“D'Aulaires' Book Of Greek Myths” is ostensibly an illustrated introductory book to Greek mythology for children by the artist-writer couple Ingri and Edgar Parin d'Aulaire. However, it is a fine introductory book to this important subject for adults as well because of the breadth of its coverage and its nice artwork. For a more comprehensive coverage of this vast topic though, you would have to consult other books and even then it is quite unlikely that a single book would cover everything in a satisfactory manner.
Whether you like it or not, references to Greek mythology and characters from it are everywhere, some times in ways that are not quite obvious to the lay person. For example, the Rod of Asclepius can be seen in services related to medicine and healthcare. As another example, both Peter Pan and The Piper At The Gates Of Dawn reference Pan. Most characters in Roman mythology, which has itself been quite influential (e.g. in the names of the other planets in our solar system), are essentially “copy-pasted” from Greek mythology with the names changed. When you see masterpieces from classical western art and architecture, many of the subjects are references to stories from Greek mythology.
So it is imperative for an educated person to know a reasonable amount of Greek mythology. Notwithstanding its pervasive influence on our shared culture, the characters and their stories in this mythology are quite interesting in their own right and you should study it for that reason alone.
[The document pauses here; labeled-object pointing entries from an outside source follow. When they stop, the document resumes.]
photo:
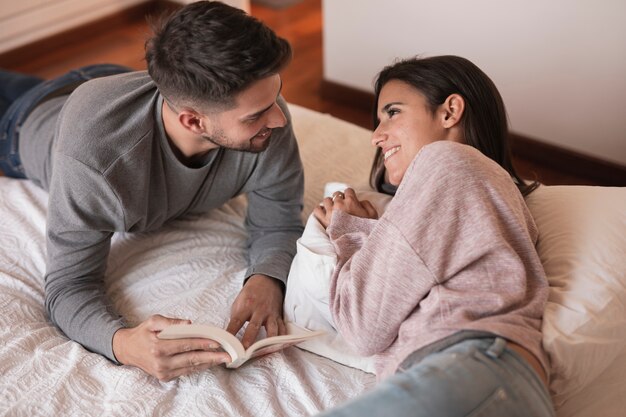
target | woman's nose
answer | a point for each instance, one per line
(378, 136)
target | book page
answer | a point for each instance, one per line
(229, 343)
(296, 334)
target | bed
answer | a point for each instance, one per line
(194, 266)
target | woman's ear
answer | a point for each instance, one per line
(452, 110)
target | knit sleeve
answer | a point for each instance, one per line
(81, 214)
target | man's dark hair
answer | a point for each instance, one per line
(484, 121)
(206, 52)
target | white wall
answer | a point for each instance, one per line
(26, 21)
(560, 65)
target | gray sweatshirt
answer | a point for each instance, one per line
(454, 252)
(103, 155)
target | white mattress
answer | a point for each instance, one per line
(192, 268)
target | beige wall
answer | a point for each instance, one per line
(559, 64)
(26, 21)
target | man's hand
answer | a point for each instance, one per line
(165, 359)
(260, 302)
(346, 201)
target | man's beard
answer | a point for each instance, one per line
(253, 145)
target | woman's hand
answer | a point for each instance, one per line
(347, 202)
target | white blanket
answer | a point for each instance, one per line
(193, 268)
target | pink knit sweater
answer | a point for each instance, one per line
(455, 250)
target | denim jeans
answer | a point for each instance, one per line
(475, 377)
(20, 94)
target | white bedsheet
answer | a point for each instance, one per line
(193, 268)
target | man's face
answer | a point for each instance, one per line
(248, 126)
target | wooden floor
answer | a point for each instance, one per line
(122, 41)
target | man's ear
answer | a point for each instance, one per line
(452, 110)
(191, 121)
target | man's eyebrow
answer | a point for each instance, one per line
(260, 112)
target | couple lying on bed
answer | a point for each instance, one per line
(445, 288)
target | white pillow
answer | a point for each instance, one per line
(306, 298)
(582, 245)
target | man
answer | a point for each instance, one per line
(130, 151)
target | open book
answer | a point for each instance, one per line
(232, 345)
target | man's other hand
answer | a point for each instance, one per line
(260, 303)
(165, 359)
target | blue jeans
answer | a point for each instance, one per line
(20, 94)
(475, 377)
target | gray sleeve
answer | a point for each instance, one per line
(81, 219)
(275, 201)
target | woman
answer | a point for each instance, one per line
(446, 288)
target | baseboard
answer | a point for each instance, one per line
(596, 170)
(16, 57)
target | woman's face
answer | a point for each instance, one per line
(406, 125)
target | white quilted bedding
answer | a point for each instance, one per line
(193, 268)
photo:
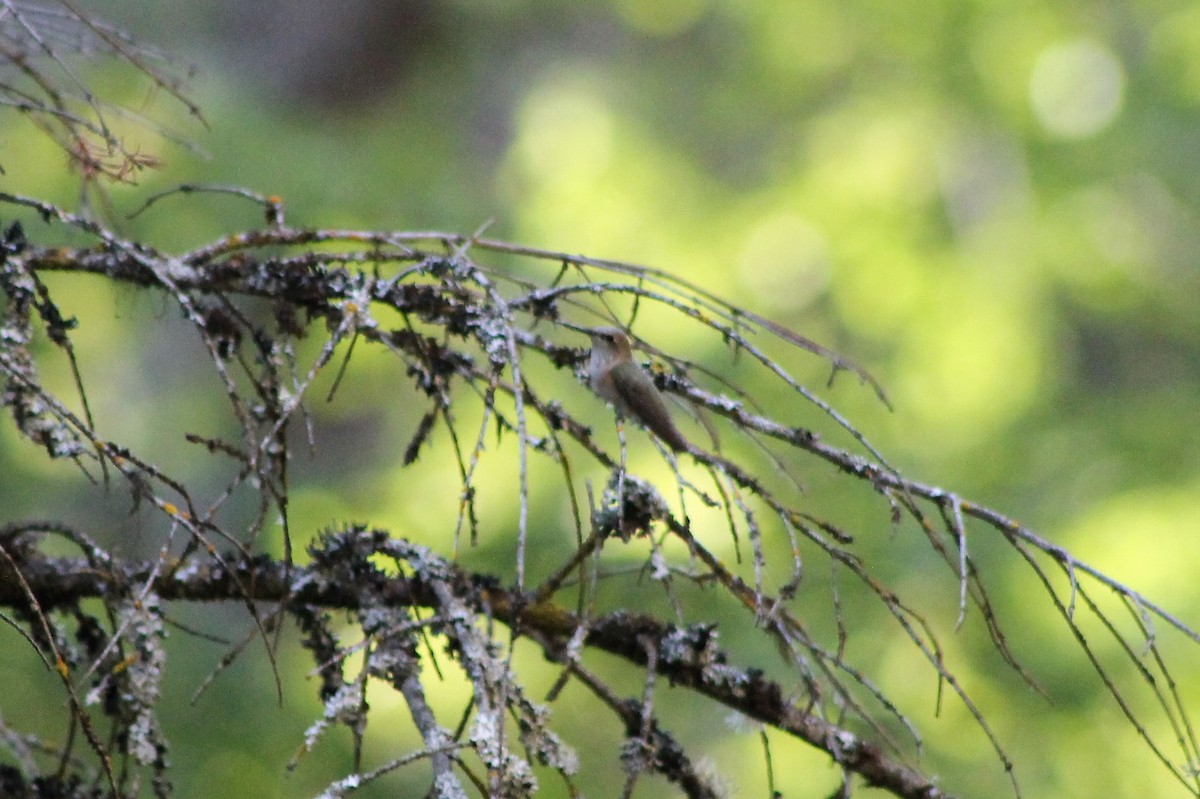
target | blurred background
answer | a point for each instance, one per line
(990, 205)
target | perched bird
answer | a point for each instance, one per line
(628, 388)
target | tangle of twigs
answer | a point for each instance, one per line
(497, 372)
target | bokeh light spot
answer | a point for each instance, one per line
(1077, 89)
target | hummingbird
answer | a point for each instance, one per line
(628, 388)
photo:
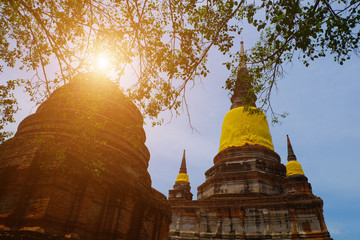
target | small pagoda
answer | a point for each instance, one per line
(248, 193)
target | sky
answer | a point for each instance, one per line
(323, 124)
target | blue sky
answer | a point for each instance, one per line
(323, 124)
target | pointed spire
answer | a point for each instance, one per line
(291, 155)
(183, 164)
(242, 62)
(241, 96)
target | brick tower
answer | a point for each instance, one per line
(77, 168)
(248, 193)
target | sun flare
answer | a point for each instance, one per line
(102, 62)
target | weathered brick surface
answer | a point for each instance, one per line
(79, 165)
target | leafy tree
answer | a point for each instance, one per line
(166, 42)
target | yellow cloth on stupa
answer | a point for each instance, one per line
(241, 128)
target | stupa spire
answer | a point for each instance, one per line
(183, 164)
(182, 176)
(242, 96)
(291, 155)
(242, 62)
(293, 167)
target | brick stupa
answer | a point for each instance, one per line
(77, 169)
(248, 193)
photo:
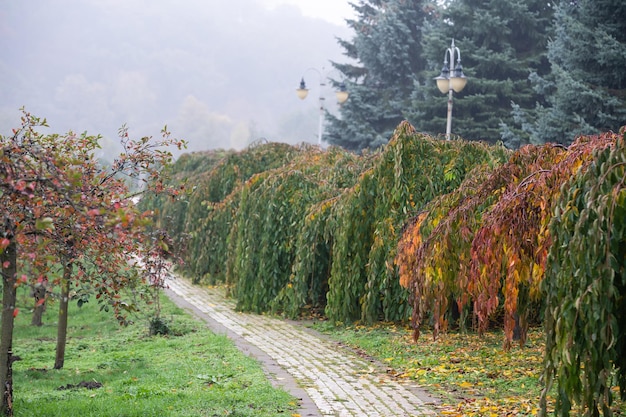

I have been meaning to “properly” read more about Greek mythology for quite a while now and have been collecting pointers to good reference material on this topic. I selected this book as a gentle introduction to the subject and I can say that I am very happy with my choice. It covers a lot of ground and has wonderful illustrations by the authors themselves to accompany the stories. After reading this book, I feel comfortable enough to “get” many of the references to the characters and stories from this mythology, though I am now even more interested than ever in digging deeper into it.
Even though it is meant for children, the authors do not shy away from broaching topics that others might either sugarcoat or completely elide. For example, the incest of Gaia, or among her children the Titans, or by Oedipus, is directly narrated without any beating around the bush or being made a big deal of. This is a refreshing change, but it might make some parents a bit uncomfortable about handing this book over to their children. However, many mythologies have such “uncomfortable bits” and this is not something unique to Greek mythology.
The book starts from the creation myths and goes on to cover both gods and heroes from Greek mythology. Due to its breadth, the book necessarily presents extremely abridged versions of many of the stories, albeit with some inconsistencies in the coverage. For example, while the labors of Heracles are narrated in a fair amount of detail, the epochal Trojan War is covered in a rather cursory manner, leaving me yearning for more. The prose is also a bit stultifying at places and seems to emphasize breadth of coverage more than entertainment.
These are minor complaints though. To be fair, it is extremely hard to do justice to this vast topic in a single book, which explains the steady stream of more and more books on it throughout the centuries, attempting to surpass their predecessors. This is thus a good first book on this topic for both children and adults and I would highly recommend it if you are interested in Greek mythology.